The National Institutes of Health will fund a two-year Feinstein Institute for Medical Research study exploring risk factors behind autism spectrum disorders in newborns.
A $3 million NIH grant has been awarded to MDs Betty Diamond and Peter Gregersen, researchers in the Northwell Health System’s Manhasset-based R&D division, specifically to explore the relationship between a mother’s autoimmunity during pregnancy and the risk of ASD in her child.
The researchers are following up previous studies in which they discovered that an antibody can lead to abnormal brain development and ASD symptoms.
Also known as an “immunoglobulin,” an antibody is a Y-shaped protein produced mainly by plasma cells – white blood cells that can secrete large volumes of antibodies – used by the immune system to identify and neutralize pathogens including bacteria and viruses.
The new study seeks to determine if pregnant women with autoimmune inflammatory disorders such as rheumatoid arthritis, lupus or celiac disease have increased levels of antibodies – and therefore face an increased risk of having children on the autism spectrum.
Diamond, head of the Feinstein Institute’s Center for Autoimmune and Musculoskeletal Diseases, said she and co-lead investigator Gregersen are “extremely grateful” for the NIH’s support, noting the new research will “determine if there is a correlation between exposure to a specific antibody in utero and autism spectrum disorders.”
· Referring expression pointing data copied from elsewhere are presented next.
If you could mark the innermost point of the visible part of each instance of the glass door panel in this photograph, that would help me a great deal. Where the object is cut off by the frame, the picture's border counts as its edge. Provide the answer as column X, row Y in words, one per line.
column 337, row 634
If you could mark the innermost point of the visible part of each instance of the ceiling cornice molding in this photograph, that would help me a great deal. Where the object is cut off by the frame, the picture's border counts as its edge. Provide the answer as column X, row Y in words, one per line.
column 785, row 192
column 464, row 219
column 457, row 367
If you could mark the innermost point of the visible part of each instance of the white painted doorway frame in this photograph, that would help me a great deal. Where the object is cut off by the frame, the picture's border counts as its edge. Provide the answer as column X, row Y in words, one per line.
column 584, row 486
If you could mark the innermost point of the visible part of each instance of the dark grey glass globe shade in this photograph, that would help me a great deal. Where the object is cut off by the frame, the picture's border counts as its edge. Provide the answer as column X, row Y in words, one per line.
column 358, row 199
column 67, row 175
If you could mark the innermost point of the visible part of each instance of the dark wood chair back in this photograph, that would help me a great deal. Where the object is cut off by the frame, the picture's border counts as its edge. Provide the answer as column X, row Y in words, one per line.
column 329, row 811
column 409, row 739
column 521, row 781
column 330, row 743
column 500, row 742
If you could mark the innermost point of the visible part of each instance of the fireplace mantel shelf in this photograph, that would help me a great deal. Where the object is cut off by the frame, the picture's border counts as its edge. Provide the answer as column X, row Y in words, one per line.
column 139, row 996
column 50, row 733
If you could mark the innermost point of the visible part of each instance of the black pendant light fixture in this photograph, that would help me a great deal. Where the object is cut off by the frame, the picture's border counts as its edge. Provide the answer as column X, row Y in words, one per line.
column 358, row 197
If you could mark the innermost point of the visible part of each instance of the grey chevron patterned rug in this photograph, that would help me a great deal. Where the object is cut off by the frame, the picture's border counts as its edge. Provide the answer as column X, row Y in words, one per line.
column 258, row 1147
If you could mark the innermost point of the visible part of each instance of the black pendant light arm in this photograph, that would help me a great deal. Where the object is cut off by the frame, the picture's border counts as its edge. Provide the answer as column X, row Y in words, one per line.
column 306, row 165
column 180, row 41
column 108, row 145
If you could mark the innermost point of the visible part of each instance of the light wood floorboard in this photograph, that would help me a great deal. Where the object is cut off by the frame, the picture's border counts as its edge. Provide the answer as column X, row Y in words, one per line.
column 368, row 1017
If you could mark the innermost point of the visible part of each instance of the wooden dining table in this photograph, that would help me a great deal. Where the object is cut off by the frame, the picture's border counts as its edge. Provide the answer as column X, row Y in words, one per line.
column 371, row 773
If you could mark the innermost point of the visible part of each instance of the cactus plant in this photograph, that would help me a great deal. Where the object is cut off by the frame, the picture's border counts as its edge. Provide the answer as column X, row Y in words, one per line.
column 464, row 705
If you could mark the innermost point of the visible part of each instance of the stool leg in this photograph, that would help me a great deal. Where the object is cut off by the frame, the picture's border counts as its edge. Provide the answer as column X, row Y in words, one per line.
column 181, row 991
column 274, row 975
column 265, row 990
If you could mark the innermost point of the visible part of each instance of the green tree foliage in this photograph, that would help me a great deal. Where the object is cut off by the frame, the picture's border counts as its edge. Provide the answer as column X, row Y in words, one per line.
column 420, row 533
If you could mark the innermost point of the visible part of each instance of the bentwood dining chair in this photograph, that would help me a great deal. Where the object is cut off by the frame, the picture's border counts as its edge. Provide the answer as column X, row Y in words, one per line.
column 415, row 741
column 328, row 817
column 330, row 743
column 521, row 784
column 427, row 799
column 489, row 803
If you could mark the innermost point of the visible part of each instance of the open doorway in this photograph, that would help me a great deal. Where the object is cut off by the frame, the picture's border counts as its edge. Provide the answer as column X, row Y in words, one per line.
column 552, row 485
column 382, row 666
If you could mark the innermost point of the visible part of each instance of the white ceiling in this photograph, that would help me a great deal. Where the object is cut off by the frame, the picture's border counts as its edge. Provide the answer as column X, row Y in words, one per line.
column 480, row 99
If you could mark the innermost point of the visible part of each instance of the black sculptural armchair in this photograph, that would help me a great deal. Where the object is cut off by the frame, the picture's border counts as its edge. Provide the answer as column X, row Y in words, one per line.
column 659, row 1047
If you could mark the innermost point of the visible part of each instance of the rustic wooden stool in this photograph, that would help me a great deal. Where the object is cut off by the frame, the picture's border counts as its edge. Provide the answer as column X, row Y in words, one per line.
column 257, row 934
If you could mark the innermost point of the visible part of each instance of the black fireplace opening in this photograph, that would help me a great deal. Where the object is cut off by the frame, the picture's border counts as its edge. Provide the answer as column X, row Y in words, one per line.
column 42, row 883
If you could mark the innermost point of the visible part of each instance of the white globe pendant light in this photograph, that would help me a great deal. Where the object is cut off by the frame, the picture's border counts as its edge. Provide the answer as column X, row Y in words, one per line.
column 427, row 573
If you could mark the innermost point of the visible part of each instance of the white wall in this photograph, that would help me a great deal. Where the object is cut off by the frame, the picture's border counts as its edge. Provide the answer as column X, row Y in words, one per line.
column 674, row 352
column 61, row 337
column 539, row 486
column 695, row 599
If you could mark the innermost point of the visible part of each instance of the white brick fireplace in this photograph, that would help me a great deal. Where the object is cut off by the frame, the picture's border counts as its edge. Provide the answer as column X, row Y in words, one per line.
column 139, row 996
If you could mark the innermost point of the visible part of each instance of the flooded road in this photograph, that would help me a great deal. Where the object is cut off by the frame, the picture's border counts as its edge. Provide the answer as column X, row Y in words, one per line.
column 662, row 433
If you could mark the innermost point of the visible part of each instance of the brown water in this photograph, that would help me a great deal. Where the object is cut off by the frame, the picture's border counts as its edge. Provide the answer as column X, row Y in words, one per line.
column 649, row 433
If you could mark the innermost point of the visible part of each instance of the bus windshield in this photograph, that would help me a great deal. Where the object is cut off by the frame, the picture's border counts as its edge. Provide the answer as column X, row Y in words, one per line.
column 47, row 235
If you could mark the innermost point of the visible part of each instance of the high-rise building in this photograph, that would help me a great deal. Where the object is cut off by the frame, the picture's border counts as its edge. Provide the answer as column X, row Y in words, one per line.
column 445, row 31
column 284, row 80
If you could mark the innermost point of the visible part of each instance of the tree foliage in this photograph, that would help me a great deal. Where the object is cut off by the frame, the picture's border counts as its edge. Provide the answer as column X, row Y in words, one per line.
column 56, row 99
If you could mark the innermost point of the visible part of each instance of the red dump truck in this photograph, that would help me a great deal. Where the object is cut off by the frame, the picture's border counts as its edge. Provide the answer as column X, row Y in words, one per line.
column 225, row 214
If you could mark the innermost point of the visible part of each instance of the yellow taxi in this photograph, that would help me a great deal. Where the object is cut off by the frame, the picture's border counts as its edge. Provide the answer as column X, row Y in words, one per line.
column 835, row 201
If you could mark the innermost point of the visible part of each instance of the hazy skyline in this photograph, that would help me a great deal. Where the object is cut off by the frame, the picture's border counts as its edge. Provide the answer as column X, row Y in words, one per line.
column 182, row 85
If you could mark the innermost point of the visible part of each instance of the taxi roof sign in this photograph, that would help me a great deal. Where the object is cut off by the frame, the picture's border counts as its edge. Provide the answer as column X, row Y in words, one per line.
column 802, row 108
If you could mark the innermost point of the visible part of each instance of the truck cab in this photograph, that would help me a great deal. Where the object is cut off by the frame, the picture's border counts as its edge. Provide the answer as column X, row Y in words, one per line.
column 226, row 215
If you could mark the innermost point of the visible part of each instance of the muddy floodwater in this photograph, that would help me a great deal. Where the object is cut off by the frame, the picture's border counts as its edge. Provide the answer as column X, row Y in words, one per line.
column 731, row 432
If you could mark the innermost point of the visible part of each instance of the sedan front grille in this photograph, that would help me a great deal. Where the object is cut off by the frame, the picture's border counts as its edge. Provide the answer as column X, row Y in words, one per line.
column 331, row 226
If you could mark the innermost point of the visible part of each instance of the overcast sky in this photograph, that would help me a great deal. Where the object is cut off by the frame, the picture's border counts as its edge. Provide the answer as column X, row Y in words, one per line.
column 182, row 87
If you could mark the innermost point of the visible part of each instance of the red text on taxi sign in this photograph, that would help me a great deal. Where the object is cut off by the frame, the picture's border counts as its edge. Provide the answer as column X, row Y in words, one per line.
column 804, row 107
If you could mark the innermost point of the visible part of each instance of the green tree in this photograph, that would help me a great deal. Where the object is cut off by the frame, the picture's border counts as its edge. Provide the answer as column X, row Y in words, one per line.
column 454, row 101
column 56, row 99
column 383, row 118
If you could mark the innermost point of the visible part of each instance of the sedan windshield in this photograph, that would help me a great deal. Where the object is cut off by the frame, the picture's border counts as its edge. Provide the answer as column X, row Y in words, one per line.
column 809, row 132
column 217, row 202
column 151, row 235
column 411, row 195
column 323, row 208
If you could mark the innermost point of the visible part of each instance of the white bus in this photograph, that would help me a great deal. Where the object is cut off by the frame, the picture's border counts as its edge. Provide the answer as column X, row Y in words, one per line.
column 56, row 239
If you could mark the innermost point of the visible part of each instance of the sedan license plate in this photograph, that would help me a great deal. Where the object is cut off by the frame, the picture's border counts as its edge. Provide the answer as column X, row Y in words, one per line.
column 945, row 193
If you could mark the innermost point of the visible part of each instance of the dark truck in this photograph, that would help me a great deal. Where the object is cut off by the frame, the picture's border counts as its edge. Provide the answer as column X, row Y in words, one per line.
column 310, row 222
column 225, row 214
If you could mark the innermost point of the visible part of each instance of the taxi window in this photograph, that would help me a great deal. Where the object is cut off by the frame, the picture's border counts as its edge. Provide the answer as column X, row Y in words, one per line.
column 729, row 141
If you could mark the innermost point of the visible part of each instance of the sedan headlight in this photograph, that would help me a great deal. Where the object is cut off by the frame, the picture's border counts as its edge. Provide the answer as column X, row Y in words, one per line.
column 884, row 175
The new study, “Prenatal Autoimmune and Inflammatory Risk Factors for Autism Spectrum Disorders,” will follow 4,500 women who deliver babies at hospitals in the Northwell Health system and their offspring for two years. The mothers will be given a blood test during pregnancy to identify the presence of an autoimmune disease or diseases, as well as immune activation and increased levels of cytokines – tiny proteins critical to cell-signaling processes.
Diamond and Gregersen’s team will then monitor the children to detect signs of ASD.
While researchers have already determined that autism spectrum disorders are at least partly influenced by genetics, “relatively little attention has been paid to the role of environment, and particularly the intrauterine environment,” according to Gregersen, who heads the Feinstein Institute’s Robert S. Boas Center for Genomics & Human Genetics.
“Clearly, the increasing incidence of autism in recent decades cannot be ascribed to genetics,” Gregersen noted. “We believe that autoimmunity and inflammation play a major role here.”
Autism spectrum disorders are developmental disorders in which people exhibit social challenges that include difficulty communicating and interacting with others, as well as repetitive behaviors. These difficulties can affect the person’s ability to function socially and often surface within the first two years of life.
One in 68 U.S. children has been identified with an ASD disorder, according to the Centers for Disease Control. But understanding the precise relationship between antibodies and ASD could dramatically reduce those numbers, according to Diamond and Gregersen.
“If we do discover this correlation, we have the potential in the future to block or remove antibodies that produce autism spectrum disorders in utero,” Diamond said, “thereby preventing the child from living with the condition once born.”